ACAYUCAN: “Operación Jerónimo”, en marcha

Angel Gabriel FERNÁNDEZ.- (1) Para el acayuqueño que no sale del primer cuadro de la ciudad, de sus barrios y colonias, les informamos que la ciudad está en virtual estado de sitio: los tres principales accesos y salidas hacia Sayula, Oluta y Soconusco tuvieron que ser militarizados; tuvieron que instalar una fuerza mista entre Ejército y elementos de la Secretaría de Seguridad Pública, listas las fuerzas para en cualquier momento hacer una acción “envolvente” y tomar la ciudad, como se acostumbra en las guerras, sólo que aquí no se combate a ningún invasor o a grupos revolucionarios o extranjeros; la guerra aquí es de mexicanos contra mexicanos; de paisano a paisano.

Aquí el enemigo se llama inseguridad, violencia.

(2)

Y es que mientras durante décadas los acayuqueños se durmieron tranquilamente y se despertaron también de manera pacífica y con toda la actitud para ganarse el pan aunque sea como vendedores ambulantes…un día despertaron y se encontraron con el monstruo de la violencia.

De Acayucan sólo se hablaba en el panorama estatal como el pueblo donde había un manantial llamado Temoyo sobre el que corría el mito de que quien tomara agua del mismo, ya no se iba de la ciudad.

Pero a esta ciudad le ocurrió lo que en el considerado cuento más corto del mundo que escribió el guatemalteco Augusto Monterroso:

“Cuando despertó, el dinosaurio (monstruo) todavía estaba allí”.

El dinosaurio, el monstruo, siempre ha estado en Acayucan, sólo que estaba dormido. Es decir, ha sido tierra de gente brava, cuna de revolucionarios, tierra en donde ni terremotos brutales como el del año 1957 que destruyó la iglesia de San Martín Obispo los ha doblegado. En Acayucan su gente ve hacia abajo a sus semejantes sólo para ayudarlos a levantarse.

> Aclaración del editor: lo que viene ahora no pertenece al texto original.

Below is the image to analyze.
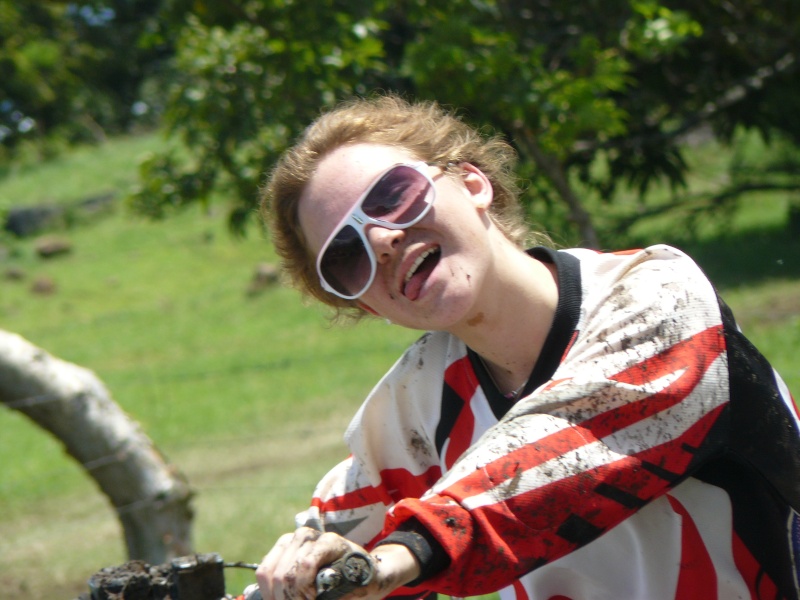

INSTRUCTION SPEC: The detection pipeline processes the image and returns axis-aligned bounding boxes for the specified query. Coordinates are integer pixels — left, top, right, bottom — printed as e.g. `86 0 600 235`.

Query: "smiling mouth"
403 247 441 300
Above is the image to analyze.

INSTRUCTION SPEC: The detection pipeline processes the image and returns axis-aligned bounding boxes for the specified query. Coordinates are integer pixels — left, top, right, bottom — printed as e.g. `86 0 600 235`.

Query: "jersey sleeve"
384 248 729 597
295 455 391 546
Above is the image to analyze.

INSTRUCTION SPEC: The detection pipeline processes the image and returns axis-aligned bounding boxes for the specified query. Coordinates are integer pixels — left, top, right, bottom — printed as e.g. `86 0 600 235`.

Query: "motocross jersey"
298 246 800 600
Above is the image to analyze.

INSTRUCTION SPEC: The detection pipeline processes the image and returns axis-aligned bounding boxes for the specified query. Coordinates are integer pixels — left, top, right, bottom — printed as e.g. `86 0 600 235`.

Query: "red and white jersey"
298 246 800 600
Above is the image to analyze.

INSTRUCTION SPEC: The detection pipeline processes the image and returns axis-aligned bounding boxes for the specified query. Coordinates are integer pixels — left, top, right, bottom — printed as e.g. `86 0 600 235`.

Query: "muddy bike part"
242 552 375 600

Pero el dinosaurio siempre ha estado aquí…y despertó.

Despertó de manera brutal: secuestros, asesinatos en pleno centro de la ciudad, robos a una cuadra del palacio, asaltos a pleno parque Juárez.

El monstruo es la inseguridad y la violencia.

(3)

La presente columna se llama “Operación Jerónimo en marcha”. La “Operación Jerónimo fue puesta en práctica el primero de abril del año 2010  por el gobierno de los Estados Unidos, con el propósito de combatir al considerado terrorista número uno del mundo e incitador de la violencia: Osama Bin Laden.

Pada dicha operación se movilizó a los elementos del Ejército y de la Marina que se consideraban más capaces; eran 24 expertos en armas, explosivos, combate cuerpo a cuerpo y entrenados para cualquier contratiempo. Se trataba de neutralizar a la violencia. Y se hizo.

Lamentablemente, la presencia de elementos policiacos en la zona de Acayucan ha reportado pocas o nulas acciones en contra de la delincuencia; incluso, pese al blindaje, en Sayula de Alemán aparecieron dos cadáveres en pedazos y en la colonia Los Gavilanes Acayucan hubo un baleado supuestamente por intento de asalto.

Muchos policías y muchos militares, parece ser, ya no espantan a nadie.

La “Operación Jerónimo” que en la zona de Acayucan sería contra el terrorismo número uno llamado violencia, sólo va a tener éxito el día que haya coordinación entre todas las fuerza y que todas las fuerzas estén combatiendo al máximo. En Acayucan el Ejército ha andado de ambulante primero en las ex instalaciones de La Llanura, luego en un hotelucho a orillas de la carretera Costera del Golfo y últimamente refundido allá por la prepa Acayucan. La Marina por su parte estuvo en la ex UDA y luego pasó a su propio cuartel en la esquina de las calles Riva Palacio y Zaragoza, aunque se dice que ya ni marinos hay. Un cuartel militar que supuestamente se construía rumbo a Congregación Hidalgo, está incompleto.

A la guerra no se va sin fusil.

Los elementos necesitan equipo y comodidad, además de labores de inteligencia, para poder hacer su trabajo. Los militares tienen códigos de conducta, de ética y de honor, pero los delincuentes no, así que la lucha es desigual.